Panchayati Raj Department passed an order dated 02.10.2010
whereby activities including the funds and staff of some
departments were transferred from their respective/parent
departments to Panchayati Raj Department. In the spirit of 73 rd
Amendment in the Constitution, the State of Rajasthan
promulgated the Rajasthan Panchayati Raj (Transferred Activities)
Rules, 2011 (hereinafter referred to as "the Rules of 2011"), which
specifically lays down the rules and regulations for transfer of the
employees of the State Government.
2. Rule 8 of the Rules of 2011 provides that a transfer of an
employee shall be made under the transfer policy and directions
issued from time to time. Rule 12 further provides that in case
the guidelines and directions are not followed, Panchayati Raj
Department can initiate action against the Panchayati Raj
Institutions/ Office bearers.
3. By way of the order dated 02.10.2010, issued by the
Principal Secretary Medical & Health Department, all Sub-Centres,
Primary Health Centres (PHC) and Community Health Centres
(CHC) situated in various rural areas, including their staff were
transferred to the Panachati Raj Institutions.

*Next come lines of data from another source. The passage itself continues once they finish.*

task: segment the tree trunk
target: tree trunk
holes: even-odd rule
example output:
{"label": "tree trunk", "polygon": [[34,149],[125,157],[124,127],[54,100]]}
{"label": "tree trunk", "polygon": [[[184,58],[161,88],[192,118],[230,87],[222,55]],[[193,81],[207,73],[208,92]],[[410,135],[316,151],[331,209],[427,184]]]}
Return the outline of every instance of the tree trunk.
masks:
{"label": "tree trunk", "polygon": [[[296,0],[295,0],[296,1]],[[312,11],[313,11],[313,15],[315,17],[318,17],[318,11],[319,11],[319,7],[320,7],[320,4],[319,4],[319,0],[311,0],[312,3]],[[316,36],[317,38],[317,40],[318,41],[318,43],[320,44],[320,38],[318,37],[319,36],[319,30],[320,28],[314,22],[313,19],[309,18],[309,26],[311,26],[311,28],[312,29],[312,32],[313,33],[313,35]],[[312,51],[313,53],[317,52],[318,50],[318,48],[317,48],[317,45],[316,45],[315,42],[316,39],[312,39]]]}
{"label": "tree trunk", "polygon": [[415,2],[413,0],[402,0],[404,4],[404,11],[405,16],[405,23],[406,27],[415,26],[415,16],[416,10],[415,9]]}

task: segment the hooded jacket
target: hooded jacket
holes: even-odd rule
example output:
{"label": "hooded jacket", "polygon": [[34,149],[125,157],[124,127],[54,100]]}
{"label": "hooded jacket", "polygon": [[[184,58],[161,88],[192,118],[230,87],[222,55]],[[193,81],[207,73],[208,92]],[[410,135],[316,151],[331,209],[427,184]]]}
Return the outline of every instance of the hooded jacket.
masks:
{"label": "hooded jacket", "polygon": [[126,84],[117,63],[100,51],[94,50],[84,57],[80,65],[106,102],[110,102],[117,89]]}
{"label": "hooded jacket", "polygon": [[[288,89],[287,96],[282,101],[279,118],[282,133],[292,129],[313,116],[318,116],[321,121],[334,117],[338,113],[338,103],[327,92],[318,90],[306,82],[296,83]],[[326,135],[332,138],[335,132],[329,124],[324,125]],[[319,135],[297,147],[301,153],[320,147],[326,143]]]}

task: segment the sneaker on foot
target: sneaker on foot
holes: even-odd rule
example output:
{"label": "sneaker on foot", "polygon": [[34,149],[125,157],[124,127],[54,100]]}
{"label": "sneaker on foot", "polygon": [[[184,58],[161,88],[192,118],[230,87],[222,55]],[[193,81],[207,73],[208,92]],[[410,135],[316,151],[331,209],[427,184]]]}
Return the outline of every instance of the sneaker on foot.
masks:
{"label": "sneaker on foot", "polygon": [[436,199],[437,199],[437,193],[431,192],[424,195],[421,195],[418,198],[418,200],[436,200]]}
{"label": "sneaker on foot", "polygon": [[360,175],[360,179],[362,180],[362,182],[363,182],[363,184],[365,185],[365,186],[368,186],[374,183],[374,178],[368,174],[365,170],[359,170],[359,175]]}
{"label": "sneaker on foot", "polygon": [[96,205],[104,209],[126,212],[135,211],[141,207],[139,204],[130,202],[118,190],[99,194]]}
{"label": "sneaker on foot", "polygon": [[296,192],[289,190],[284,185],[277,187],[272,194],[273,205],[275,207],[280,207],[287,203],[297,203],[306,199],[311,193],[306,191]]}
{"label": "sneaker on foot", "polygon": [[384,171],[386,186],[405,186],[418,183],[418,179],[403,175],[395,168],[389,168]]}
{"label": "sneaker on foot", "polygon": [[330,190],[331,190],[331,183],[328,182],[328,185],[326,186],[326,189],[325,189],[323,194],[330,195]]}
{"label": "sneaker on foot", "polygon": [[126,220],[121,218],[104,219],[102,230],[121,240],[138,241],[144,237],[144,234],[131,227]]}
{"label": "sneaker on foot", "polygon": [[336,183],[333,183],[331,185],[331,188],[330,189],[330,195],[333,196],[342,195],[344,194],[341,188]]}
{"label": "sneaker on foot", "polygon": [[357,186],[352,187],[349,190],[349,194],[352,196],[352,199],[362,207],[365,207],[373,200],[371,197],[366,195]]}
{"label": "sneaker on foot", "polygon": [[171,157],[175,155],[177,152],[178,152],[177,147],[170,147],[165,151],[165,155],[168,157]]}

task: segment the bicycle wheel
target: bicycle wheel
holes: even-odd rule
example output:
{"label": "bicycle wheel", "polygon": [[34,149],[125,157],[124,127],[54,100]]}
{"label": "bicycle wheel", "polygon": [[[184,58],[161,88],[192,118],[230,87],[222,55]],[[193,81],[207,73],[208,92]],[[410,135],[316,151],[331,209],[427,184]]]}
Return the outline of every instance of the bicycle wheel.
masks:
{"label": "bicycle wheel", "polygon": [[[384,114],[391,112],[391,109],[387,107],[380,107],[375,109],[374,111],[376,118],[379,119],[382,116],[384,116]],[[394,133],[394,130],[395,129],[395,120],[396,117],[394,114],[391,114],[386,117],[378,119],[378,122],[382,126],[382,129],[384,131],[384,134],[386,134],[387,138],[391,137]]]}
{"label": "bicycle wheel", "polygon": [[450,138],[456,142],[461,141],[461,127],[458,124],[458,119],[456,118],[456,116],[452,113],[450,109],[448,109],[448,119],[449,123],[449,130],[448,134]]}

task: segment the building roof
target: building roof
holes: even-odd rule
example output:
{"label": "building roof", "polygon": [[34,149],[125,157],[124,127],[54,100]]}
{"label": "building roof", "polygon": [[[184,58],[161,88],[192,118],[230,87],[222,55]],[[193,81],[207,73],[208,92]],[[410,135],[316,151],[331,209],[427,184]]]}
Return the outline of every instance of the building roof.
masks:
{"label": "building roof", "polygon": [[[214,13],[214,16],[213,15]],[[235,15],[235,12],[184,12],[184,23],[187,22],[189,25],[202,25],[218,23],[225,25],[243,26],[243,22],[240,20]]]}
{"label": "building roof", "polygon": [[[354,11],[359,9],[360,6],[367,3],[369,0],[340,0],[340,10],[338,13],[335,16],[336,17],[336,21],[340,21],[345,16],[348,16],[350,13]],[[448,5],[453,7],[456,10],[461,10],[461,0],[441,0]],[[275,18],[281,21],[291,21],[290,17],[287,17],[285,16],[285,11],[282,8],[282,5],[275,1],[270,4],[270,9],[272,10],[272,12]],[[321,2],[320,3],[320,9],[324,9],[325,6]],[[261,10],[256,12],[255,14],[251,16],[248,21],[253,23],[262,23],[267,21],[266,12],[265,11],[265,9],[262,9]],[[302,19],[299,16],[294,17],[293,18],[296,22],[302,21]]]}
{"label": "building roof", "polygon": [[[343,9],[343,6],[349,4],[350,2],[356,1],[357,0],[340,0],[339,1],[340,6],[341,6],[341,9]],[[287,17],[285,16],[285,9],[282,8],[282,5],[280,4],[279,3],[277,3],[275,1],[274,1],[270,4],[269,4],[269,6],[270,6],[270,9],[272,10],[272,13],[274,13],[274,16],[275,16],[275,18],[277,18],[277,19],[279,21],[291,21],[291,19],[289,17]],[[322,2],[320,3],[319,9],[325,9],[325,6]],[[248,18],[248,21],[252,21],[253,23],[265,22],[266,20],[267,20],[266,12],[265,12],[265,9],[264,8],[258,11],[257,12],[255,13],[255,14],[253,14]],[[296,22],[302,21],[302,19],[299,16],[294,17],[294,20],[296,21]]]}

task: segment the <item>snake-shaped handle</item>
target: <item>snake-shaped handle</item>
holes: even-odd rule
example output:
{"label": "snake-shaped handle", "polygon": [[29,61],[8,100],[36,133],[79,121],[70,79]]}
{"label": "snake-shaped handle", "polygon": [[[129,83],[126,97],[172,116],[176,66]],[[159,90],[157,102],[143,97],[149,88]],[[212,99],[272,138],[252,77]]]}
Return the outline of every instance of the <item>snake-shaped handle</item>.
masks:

4. Pursuant to above decision of the State, services of the
employees (including the petitioners) were ordered to be governed
by the Rules of 2011. Consequently, though their parent
department continues to be Medical & Health Department, but
their other incidence of service, including transfer are governed by
the Rules of 2011.
5. The petitioners (enumerated in the Schedule appended with
the present order, which be treated an integral part of this order)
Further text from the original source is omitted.